I used to listen to File on 4. It produces valuable investigative journalism but in the end I just found it too depressing. Oh, the councils are desperately underfunded, are they? The NHS is covering up its mistakes? Our tax laws are woefully ineffective? And there's nothing we can do? Thanks, that's my Sunday night ruined.

Emma Raducanu

I enjoy the listening project.

I just listen to r4 roughly between 4pm and 6pm most days and it's good especially the reading club and women's hour.

idunnosomename

Quote from: Captain Crunch on April 06, 2019, 09:25:14 PM
I like most of the book programmes and GQT but I don't really get The Listening Project.  I heard one that was a half hour special about a baby's funeral.  Why would anyone want to record that let alone listen to it?

*plinky-plinky-plonk-plonk*
Hello it's me, Fi Glover, professional smuggest person on radio, and here's a conversation that might be interesting in like three hundred years but now it's just some tedious natter between two boring people

*I can't even make fun of the dialogue because it's so fucking boring*

There will be another one, just before midnight! And so on, apparently: FOR FUCKING EVER.

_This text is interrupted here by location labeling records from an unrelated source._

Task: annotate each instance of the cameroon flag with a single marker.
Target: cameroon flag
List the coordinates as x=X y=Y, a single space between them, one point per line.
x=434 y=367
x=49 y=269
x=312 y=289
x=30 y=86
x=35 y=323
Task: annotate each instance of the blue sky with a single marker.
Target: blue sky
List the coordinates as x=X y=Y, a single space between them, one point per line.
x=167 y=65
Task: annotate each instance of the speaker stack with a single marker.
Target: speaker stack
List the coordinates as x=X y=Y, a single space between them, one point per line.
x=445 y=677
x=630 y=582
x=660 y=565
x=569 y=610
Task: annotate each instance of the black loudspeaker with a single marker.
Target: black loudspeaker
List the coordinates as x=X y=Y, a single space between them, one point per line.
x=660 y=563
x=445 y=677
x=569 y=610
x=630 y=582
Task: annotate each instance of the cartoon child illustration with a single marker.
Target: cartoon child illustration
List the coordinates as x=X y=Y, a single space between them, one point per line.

At least Home Front has finished now good god. "HELLO CARDBOARD CHARACTER, I SEE IN THE NEWSPAPER THAT The Japanese destroyer Isonami was torpedoed and sunk in the Banda Sea by the American submarine Tautog. NOW LET'S HAVE A MILD DOMESTIC INCIDENT WITH TERRIBLE ACTING"

gilbertharding

Yes File on Four is grim. Perhaps it's the fact that it is part of the Sunday schedule which juxtaposes it with the unrelentingly middle-class The Food Programme (Sheila Dillon meets a man with a beard who is hoping to spend his trust fund make a living from making an incredibly expensive new kind of sausage he discovered while trekking across the Andes on his gap year), Poetry Please (Poetry No Thanks, as we call it), The Listening Project omnibus, and Pick of the Week (in which one of the usual suspects rounds-up some of the coldest leftovers from the week's radio) and Profile (always about someone dreadful from the week's news).

But then there's Last Word - the obit show which is paradoxically entertaining.

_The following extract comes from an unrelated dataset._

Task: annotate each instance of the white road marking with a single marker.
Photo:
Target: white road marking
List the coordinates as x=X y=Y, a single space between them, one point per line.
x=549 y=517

Quote from: gilbertharding on April 09, 2019, 11:06:46 AMBut then there's Last Word - the obit show which is paradoxically entertaining.
What unsettles me about it is the cheery way they trail who they're going to talk about, like it's a chat show. "And, on Last Word this week! Double Oscar winning actor, Sally Corpse!  Philanthropist and bee Keeper, Sir Brian Dead! And grand prix driver and playboy who rose to fame in the 1950s, Charlie Not-Breathing!"

Ray Travez


Emma Raducanu

Just drove home listening to a programme about aphex twin followed by a graphic account of catherine de medici s rule. Sometimes I just love it.